2023年7月2日 辻神父様メッセージ

年間第13主日 (荻窪教会)

 

 一家そろって同じ信仰に結ばれた家庭、それは理想でしょうが、日本では、まだまだそれは、特別な恵みと言えるでしょう。多くの方々が、「どうしたら、家族の者に信仰のことを分かってもらえるか」という悩みを抱えているのが現状のようです。いろいろ考えてみる必要はあります。しかし、テクニックをあれこれ考える前に、私たちは腹を据えなければなりません。他人に理解してもらえない、こういうことは、イエスの弟子になろうと努める私たちには、避けることができない道と言えます。イエスの弟子になるということは、「選び分かたれる」ということでもあるのです。
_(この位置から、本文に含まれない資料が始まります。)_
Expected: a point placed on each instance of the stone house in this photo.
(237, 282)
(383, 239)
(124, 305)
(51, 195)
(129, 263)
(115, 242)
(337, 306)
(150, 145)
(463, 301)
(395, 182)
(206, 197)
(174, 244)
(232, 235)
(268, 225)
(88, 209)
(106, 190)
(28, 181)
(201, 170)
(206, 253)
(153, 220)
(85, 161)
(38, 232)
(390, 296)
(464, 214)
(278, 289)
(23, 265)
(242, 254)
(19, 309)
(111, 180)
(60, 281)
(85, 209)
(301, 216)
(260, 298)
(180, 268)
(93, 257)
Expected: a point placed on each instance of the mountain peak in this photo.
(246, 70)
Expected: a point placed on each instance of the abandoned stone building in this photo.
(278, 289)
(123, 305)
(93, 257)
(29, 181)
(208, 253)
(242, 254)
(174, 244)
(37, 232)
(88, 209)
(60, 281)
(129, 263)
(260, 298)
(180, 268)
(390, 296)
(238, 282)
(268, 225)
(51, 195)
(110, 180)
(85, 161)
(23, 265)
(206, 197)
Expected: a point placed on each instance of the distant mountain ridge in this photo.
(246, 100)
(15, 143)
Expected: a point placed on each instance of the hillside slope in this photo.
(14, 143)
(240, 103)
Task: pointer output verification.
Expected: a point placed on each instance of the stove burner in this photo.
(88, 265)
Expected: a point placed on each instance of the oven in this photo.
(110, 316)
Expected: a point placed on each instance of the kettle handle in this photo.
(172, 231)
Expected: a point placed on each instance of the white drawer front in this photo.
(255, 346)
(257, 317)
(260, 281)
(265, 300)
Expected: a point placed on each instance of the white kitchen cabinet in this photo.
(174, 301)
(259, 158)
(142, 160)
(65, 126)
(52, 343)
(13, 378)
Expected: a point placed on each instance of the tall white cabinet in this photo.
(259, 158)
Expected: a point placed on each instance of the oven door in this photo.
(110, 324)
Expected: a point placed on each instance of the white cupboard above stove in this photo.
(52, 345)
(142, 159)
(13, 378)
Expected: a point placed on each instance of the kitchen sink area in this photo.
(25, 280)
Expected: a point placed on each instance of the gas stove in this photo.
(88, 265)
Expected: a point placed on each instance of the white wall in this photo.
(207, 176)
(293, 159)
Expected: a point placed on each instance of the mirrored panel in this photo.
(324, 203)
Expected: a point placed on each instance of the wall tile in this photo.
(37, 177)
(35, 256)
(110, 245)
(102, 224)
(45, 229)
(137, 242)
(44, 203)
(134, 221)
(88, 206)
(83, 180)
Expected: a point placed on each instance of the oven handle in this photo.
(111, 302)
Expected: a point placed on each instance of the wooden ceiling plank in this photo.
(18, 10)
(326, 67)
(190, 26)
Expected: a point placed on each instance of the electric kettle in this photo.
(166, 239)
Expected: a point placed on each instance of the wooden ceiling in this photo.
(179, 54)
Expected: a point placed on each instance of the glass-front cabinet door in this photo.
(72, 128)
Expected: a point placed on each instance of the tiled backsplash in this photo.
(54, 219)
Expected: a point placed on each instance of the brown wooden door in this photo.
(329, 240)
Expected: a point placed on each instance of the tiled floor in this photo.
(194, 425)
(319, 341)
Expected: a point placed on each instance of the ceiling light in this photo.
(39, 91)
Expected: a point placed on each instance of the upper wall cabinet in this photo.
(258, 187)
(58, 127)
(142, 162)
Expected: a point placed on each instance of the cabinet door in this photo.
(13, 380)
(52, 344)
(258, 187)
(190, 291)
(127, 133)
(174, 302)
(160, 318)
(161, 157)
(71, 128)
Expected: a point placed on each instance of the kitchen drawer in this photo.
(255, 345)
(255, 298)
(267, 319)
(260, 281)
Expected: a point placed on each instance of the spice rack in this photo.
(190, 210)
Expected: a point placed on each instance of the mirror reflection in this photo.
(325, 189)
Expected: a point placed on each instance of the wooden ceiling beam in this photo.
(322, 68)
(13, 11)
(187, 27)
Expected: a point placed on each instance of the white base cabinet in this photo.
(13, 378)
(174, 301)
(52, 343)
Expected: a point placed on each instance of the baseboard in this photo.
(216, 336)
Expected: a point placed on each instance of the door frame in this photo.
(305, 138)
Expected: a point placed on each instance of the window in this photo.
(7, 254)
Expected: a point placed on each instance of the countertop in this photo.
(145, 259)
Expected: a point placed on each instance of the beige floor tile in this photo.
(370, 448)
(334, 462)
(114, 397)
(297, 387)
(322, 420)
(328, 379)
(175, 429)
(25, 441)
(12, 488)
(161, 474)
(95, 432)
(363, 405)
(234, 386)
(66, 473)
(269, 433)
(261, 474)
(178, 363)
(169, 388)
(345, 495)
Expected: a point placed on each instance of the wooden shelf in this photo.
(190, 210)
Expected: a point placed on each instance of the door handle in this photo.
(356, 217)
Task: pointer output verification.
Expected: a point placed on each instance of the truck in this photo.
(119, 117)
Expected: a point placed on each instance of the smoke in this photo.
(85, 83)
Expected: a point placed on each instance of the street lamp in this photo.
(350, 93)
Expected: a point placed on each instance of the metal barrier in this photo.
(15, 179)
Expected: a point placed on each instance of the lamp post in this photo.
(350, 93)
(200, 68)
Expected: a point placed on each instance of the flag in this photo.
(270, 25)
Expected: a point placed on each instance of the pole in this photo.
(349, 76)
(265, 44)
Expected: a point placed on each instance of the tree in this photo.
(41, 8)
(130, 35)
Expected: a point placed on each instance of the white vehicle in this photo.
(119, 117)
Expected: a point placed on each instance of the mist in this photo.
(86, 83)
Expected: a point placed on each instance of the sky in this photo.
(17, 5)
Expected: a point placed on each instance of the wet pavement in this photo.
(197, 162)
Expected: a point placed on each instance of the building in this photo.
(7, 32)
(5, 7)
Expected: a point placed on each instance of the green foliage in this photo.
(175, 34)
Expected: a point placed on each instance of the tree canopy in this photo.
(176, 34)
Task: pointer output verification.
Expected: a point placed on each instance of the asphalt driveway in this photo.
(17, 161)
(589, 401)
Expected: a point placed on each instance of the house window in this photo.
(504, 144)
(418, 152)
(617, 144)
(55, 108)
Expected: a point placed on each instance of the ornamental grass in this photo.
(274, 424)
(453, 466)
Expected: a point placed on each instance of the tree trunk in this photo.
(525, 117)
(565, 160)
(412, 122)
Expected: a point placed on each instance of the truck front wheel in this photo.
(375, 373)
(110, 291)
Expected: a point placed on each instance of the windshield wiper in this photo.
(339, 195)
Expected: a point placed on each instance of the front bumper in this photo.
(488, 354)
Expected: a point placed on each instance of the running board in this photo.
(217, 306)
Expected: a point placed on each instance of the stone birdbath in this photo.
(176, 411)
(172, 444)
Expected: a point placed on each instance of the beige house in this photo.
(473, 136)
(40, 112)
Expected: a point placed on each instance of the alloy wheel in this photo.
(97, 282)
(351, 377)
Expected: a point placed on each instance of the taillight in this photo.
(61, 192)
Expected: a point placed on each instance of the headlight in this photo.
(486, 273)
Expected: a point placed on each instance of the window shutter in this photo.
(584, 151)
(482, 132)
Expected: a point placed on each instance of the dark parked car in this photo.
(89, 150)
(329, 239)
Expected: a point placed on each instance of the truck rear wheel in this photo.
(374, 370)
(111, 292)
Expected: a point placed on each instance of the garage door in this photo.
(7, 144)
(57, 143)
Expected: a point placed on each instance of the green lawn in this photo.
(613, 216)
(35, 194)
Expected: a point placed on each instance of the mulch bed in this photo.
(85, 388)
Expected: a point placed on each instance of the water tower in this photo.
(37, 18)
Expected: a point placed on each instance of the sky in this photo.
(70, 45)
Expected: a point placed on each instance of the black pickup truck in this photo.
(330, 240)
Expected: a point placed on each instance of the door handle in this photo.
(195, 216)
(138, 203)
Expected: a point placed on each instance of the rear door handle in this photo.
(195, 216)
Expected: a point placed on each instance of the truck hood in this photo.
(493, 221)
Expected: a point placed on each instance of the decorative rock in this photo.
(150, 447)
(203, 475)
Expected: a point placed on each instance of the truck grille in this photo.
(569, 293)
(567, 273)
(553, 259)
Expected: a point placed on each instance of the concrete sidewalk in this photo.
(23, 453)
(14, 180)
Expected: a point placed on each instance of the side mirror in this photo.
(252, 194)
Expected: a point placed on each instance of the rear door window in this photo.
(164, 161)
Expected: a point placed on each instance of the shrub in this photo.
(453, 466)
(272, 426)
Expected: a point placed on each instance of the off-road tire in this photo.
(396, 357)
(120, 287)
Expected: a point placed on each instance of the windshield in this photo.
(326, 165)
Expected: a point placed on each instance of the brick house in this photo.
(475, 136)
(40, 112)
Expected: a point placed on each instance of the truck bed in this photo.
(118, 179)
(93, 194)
今までの自分と分かれ、今までの血と肉によるつながりとの別離を、私たちの信仰は必然的に含んでいるからです。信じて洗礼を受けた私たちは、キリストとともに死に、キリストとともに神の新しい生命によみがえったのです。キリストとともに死ぬことによって、古い血と肉によるつながりから解き放たれるのです。しかし、この開放は逃避ではありません。家庭とか社会から逃避して、自分の精神的な満足だけを追求する、それでは本当の信仰とは言えません。イエスによって選び分かたれ、新たに生まれ変わった私たちは、今度は、自分が抜け出てきた自分の生活の場に、イエスによって派遣され、イエスの力を受け、イエスの十字架を身におびて帰って行くのです。信仰を頂くことによって、以前にも増して、より良き夫婦、親子、兄弟、家族になっていく、そのために私たちは、イエスに呼ばれ、力づけられ、遣わされるのです。